Diffuse large B-cell non-Hodgkin's lymphoma in Gaucher disease. 2020

Grant Bonesteele, and J Jay Gargus, and Emily Curtin, and Mabel Tang, and Barry Rosenbloom, and Virginia Kimonis
Division of Genetics and Genomic Medicine, Department of Pediatrics, University of California, Irvine, United States of America.

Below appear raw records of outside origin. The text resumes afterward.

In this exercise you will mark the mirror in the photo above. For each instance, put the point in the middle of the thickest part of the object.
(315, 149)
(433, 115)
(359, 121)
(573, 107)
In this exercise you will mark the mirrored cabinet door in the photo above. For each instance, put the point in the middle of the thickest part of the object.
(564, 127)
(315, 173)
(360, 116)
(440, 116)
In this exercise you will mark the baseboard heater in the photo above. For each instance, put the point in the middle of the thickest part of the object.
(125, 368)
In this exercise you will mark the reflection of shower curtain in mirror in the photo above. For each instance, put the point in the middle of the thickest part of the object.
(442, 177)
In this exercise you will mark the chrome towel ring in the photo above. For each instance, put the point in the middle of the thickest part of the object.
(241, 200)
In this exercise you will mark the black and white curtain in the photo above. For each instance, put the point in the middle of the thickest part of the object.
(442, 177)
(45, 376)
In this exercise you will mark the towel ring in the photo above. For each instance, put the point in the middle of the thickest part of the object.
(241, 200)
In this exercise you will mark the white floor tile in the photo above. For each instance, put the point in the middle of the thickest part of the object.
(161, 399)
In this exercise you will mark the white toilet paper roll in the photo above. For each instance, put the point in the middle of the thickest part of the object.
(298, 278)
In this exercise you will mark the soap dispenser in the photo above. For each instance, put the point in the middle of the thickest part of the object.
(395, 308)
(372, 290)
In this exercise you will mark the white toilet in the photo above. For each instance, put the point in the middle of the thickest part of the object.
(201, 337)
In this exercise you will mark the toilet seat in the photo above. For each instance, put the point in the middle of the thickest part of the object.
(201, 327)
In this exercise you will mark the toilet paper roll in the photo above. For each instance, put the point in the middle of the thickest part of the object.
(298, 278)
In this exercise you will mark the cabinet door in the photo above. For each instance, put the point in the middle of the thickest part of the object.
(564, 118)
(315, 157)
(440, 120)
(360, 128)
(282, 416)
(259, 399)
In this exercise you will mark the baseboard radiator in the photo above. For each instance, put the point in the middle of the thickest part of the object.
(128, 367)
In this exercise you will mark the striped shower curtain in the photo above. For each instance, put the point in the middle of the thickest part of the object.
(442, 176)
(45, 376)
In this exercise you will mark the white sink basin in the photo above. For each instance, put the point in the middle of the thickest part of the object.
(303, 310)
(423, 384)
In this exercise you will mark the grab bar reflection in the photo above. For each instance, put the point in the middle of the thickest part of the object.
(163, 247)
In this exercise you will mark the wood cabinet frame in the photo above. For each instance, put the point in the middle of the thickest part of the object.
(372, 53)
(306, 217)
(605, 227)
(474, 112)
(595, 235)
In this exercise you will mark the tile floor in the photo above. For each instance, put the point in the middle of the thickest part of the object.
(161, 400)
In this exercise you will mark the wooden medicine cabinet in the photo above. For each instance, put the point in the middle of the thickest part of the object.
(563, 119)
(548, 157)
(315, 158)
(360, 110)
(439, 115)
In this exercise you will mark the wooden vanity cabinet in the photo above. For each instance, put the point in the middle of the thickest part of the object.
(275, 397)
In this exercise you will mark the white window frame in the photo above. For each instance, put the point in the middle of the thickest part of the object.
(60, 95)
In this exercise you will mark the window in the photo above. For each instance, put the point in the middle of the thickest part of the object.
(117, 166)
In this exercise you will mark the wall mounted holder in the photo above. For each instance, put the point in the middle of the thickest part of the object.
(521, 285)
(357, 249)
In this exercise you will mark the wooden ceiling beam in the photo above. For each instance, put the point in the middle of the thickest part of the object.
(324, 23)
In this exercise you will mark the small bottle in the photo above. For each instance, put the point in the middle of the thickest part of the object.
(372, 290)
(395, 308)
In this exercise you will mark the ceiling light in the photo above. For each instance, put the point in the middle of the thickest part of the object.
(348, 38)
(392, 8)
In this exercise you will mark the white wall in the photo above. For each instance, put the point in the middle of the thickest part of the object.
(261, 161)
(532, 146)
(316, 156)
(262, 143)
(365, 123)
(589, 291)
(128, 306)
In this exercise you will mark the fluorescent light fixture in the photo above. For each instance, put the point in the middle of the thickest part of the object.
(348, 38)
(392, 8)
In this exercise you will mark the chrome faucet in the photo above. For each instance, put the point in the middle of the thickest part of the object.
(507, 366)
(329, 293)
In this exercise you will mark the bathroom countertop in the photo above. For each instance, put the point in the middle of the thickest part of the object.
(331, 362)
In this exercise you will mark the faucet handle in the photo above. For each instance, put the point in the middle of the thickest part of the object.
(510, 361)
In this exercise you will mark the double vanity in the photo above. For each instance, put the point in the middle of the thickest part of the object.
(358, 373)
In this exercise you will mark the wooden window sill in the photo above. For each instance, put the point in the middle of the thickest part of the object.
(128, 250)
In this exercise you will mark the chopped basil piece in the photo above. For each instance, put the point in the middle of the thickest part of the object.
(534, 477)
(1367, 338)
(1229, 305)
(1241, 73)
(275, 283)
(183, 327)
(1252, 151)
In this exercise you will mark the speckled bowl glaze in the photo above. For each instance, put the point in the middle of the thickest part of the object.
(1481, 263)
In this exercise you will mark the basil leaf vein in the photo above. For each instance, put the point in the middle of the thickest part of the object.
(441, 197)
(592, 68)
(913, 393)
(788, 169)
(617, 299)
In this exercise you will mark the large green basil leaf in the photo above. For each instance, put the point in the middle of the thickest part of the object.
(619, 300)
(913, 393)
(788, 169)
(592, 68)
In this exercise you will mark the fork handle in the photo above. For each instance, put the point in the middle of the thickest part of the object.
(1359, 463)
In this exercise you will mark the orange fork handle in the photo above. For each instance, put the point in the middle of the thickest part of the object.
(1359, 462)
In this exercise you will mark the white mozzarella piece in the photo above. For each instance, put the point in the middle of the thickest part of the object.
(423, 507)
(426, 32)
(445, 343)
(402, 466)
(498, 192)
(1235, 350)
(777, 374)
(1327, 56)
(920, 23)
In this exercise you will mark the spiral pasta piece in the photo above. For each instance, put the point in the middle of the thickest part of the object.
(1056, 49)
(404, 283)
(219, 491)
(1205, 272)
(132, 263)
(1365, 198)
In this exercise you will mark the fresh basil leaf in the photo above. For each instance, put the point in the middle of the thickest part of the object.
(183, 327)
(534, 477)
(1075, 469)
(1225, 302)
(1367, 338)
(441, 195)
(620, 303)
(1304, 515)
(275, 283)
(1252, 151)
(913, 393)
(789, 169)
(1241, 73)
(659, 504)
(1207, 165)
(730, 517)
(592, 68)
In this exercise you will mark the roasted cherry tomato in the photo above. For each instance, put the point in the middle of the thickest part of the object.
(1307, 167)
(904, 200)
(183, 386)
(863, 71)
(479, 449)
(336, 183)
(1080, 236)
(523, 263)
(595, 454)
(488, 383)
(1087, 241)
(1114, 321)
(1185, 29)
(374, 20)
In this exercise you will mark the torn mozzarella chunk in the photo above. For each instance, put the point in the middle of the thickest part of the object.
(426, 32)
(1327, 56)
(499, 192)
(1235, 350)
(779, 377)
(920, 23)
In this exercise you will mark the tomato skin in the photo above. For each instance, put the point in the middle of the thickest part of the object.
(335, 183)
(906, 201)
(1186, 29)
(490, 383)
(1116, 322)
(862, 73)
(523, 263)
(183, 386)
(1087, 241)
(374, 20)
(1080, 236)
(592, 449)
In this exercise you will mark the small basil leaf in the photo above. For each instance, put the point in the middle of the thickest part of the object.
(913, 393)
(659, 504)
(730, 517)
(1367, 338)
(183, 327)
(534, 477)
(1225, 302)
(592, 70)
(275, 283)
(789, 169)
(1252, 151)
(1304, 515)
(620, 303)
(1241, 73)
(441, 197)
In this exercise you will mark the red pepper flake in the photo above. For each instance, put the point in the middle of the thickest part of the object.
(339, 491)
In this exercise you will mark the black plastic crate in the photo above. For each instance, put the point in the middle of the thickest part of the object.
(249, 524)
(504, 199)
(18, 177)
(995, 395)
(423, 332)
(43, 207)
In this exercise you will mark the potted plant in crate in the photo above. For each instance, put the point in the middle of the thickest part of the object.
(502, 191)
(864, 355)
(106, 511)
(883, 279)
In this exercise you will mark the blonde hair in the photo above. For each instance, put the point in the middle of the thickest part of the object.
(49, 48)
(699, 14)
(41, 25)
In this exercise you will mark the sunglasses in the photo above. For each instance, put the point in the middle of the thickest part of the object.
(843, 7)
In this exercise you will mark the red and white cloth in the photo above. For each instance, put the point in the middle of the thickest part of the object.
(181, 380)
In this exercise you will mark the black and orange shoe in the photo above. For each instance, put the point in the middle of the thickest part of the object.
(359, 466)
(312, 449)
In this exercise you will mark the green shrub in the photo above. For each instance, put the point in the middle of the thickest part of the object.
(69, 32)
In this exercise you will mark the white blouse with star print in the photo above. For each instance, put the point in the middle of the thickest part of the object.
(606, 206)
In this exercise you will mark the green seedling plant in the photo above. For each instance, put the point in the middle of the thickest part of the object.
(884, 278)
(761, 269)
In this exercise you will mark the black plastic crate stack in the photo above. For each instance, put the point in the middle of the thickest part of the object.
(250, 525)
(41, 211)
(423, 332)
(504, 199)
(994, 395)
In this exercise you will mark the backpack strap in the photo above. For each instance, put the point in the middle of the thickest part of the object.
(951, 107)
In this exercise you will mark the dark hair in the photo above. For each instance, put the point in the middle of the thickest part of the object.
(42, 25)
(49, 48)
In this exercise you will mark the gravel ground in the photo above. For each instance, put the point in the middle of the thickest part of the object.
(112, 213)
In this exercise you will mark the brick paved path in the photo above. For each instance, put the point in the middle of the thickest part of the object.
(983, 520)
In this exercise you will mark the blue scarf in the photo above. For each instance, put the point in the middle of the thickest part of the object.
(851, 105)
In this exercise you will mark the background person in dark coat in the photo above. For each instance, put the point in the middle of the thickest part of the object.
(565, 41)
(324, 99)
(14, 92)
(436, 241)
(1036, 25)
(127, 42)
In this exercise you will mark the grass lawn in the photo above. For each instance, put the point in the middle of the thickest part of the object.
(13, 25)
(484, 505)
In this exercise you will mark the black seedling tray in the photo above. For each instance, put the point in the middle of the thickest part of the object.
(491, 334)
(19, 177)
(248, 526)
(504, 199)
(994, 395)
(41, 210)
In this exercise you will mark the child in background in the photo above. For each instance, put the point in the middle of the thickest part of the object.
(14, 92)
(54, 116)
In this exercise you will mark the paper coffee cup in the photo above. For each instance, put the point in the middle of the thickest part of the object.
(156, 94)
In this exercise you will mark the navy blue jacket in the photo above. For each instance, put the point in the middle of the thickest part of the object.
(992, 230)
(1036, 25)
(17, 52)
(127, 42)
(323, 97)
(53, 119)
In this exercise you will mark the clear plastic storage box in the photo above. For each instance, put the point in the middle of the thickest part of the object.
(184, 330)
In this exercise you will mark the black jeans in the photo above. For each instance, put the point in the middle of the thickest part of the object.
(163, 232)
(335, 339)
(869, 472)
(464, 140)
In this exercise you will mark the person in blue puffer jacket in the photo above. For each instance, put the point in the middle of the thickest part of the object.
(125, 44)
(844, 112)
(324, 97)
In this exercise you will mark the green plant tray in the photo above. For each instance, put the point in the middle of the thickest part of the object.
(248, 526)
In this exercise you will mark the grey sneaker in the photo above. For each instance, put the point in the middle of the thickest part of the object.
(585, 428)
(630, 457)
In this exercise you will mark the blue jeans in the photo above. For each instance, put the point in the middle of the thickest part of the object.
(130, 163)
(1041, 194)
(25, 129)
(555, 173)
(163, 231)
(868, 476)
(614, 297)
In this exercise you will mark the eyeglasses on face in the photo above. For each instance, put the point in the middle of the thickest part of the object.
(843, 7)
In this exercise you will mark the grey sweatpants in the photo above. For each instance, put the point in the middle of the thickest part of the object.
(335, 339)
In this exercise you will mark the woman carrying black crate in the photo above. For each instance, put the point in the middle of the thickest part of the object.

Gaucher disease type 1 (GD1) is the most common lysosomal storage disease and affects nearly 1 in 40,000 live births. In addition, it is the most common genetic disorder in the Ashkenazi Jewish population with phenotypic variation presenting in early childhood to asymptomatic nonagenarians. There have been a number of studies showing an increased risk of certain malignancies in patients, especially non- Hodgkin's lymphoma (NHL) and multiple myeloma. We describe a 66-year-old Ashkenazi Jewish male with GD1 who was first started on enzyme replacement therapy (ERT) with imiglucerase for GD1 at age 57 years, followed a year later by the diagnosis of diffuse large b-cell non-Hodgkin's lymphoma (DLBCL). He was treated with R-CHOP (cyclophosphamide, doxorubicin, vincristine, and prednisone, plus the monoclonal antibody rituximab), however relapsed and developed myelodysplasia necessitating an allo-stem-cell transplantation but succumbed to severe graft vs. host disease. In addition, we also describe a 38-year-old Ashkenazi Jewish male with GD1 who was diagnosed with DLBCL at age 22 years with Gaucher disease diagnosed on pre-treatment bone marrow biopsy which was confirmed by enzyme assay and genotyping. At age 24 years, he was started on ERT with imiglucerase and at age 35 years, he switched to eliglustat. He has remained in remission from the lymphoma. A meta-analysis of the literature will be elaborated upon and we will discuss the relationship of GD1 to NHL and discuss more recent information regarding lyso-GL1 and the development of NHL and multiple myeloma.